Benarlah dugaan saya. Tak ada satu pun bengkel yang buka di hari Minggu. Sekalipun kami sudah berusaha mendatangi satu demi satu rumah penduduk untuk mengejar tukang yang bersedia membantu memperbaiki kerusakan motor. Tapi hasilnya nihil.
Kembali saya melihat raut muka anak lanang. Murung.
Sementara hujan mulai turun, mengguyur deras tak kepalang tanggung. Kami berteduh beberapa saat di teras rumah pemilik pickup. Sembari memikirkan langkah-langkah apa yang harus diambil selanjutnya.
Anak lanang duduk di samping saya. Matanya sayu menatap butiran hujan yang luruh. Saya melingkarkan tangan pada pundaknya.
"Beginilah hidup itu, Nak. Kita akan senantiasa dihadapkan pada ujian. Tinggal bagaimana menghadapinya. Mau lanjut atau menyerah? Kalau Mama sih, pantang menyerah! Harus tetap semangat."

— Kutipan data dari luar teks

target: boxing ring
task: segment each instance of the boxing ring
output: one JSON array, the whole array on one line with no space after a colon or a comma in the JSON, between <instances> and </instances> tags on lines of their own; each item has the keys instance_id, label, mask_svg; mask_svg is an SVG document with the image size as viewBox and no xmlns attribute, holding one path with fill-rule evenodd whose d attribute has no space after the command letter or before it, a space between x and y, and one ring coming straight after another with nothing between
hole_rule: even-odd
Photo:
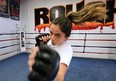
<instances>
[{"instance_id":1,"label":"boxing ring","mask_svg":"<svg viewBox=\"0 0 116 81\"><path fill-rule=\"evenodd\" d=\"M38 33L25 33L27 52L20 53L20 33L0 33L0 81L28 81L27 60L30 49L35 46L34 37L37 35ZM93 35L94 37L92 37ZM96 81L116 81L116 60L80 58L81 56L76 56L78 53L81 53L81 55L88 53L91 56L106 53L115 55L116 52L113 51L116 48L115 36L116 33L72 33L69 42L72 43L74 55L65 81L77 81L77 79L78 81L92 81L96 78L98 78ZM112 51L104 51L104 49Z\"/></svg>"},{"instance_id":2,"label":"boxing ring","mask_svg":"<svg viewBox=\"0 0 116 81\"><path fill-rule=\"evenodd\" d=\"M35 36L38 33L25 33L25 49L35 46ZM15 55L21 51L21 38L19 33L0 33L0 59ZM95 55L106 55L106 59L116 59L116 33L72 33L69 38L72 45L74 56L95 58ZM86 55L84 57L86 57ZM6 56L6 57L3 57ZM97 57L97 56L96 56ZM97 57L100 58L100 57Z\"/></svg>"}]
</instances>

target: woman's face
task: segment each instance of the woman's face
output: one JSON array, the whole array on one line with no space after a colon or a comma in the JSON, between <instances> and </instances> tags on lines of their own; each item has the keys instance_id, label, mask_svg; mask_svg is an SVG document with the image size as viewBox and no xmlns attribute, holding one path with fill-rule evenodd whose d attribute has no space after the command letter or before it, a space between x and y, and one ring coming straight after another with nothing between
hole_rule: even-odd
<instances>
[{"instance_id":1,"label":"woman's face","mask_svg":"<svg viewBox=\"0 0 116 81\"><path fill-rule=\"evenodd\" d=\"M50 36L53 45L60 45L68 39L68 37L65 37L65 34L60 30L59 25L55 24L50 26Z\"/></svg>"}]
</instances>

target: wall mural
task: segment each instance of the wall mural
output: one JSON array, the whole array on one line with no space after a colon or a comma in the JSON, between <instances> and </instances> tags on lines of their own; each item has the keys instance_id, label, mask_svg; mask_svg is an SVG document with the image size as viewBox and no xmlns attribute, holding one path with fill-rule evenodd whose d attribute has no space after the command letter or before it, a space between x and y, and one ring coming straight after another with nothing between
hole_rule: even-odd
<instances>
[{"instance_id":1,"label":"wall mural","mask_svg":"<svg viewBox=\"0 0 116 81\"><path fill-rule=\"evenodd\" d=\"M56 17L66 16L73 10L80 11L89 2L90 0L77 0L77 2L72 1L73 4L53 5L52 7L45 5L45 7L35 8L34 31L46 32L46 28L50 27L51 21ZM104 0L103 2L105 3L104 9L108 10L107 19L72 26L69 41L74 53L116 54L116 0Z\"/></svg>"},{"instance_id":2,"label":"wall mural","mask_svg":"<svg viewBox=\"0 0 116 81\"><path fill-rule=\"evenodd\" d=\"M100 27L100 31L103 30L103 27L112 26L112 29L115 29L114 26L114 13L116 13L116 9L114 9L115 0L107 0L106 1L106 9L108 12L108 19L102 22L85 22L84 25L73 25L72 30L93 30ZM76 10L81 10L85 5L85 0L76 4ZM37 8L34 10L35 12L35 31L41 31L42 28L49 27L49 23L58 16L65 16L69 11L72 11L73 4L66 6L54 6L51 9L48 8ZM56 13L58 11L58 13ZM41 14L42 13L42 14ZM41 19L43 22L41 22Z\"/></svg>"},{"instance_id":3,"label":"wall mural","mask_svg":"<svg viewBox=\"0 0 116 81\"><path fill-rule=\"evenodd\" d=\"M0 17L20 20L20 0L0 0Z\"/></svg>"}]
</instances>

Anak lanang masih terpekur diam.
Apa yang saya sampaikan bukan sekadar membesarkan hati. Tapi lebih kepada upaya menunjukkan bagaimana seharusnya seseorang menyikapi 'ujian hidup'. Menjadikannya pelajaran berharga. Pelajaran yang justru tidak pernah ditemukan di bangku sekolah mana pun.
Tentang Kepedulian dan Ikatan Batin
Tujuan semula anak lanang membawa emaknya jalan-jalan adalah untuk refreshing sekaligus mencari ide menulis artikel wisata. Namun apa daya semua tidak sesuai dengan yang direncanakan. Meski demikian saya tetap berpositif thinking. Saya malah bersyukur telah mendapat sesuatu yang 'lain'. Sesuatu yang amat berharga.Â
Bagaimana seorang pencari rumput ikhlas memberi pertolongan. Adalah potret kepedulian terhadap sesama yang masih bisa ditemukan di daerah pedesaan. Saya sempat menyarankan pada anak lanang, agar memberi bapak si tukang rumput itu sedikit 'tip' sebagai ungkapan terima kasih. Anak saya bilang,"Orangnya menolak, Ma."
Saya tercenung. Sejenak teringat bagaimana di kota tempat tinggal saya semua sudah dihargai dengan uang. Tak ada sesuatu pun yang gratis.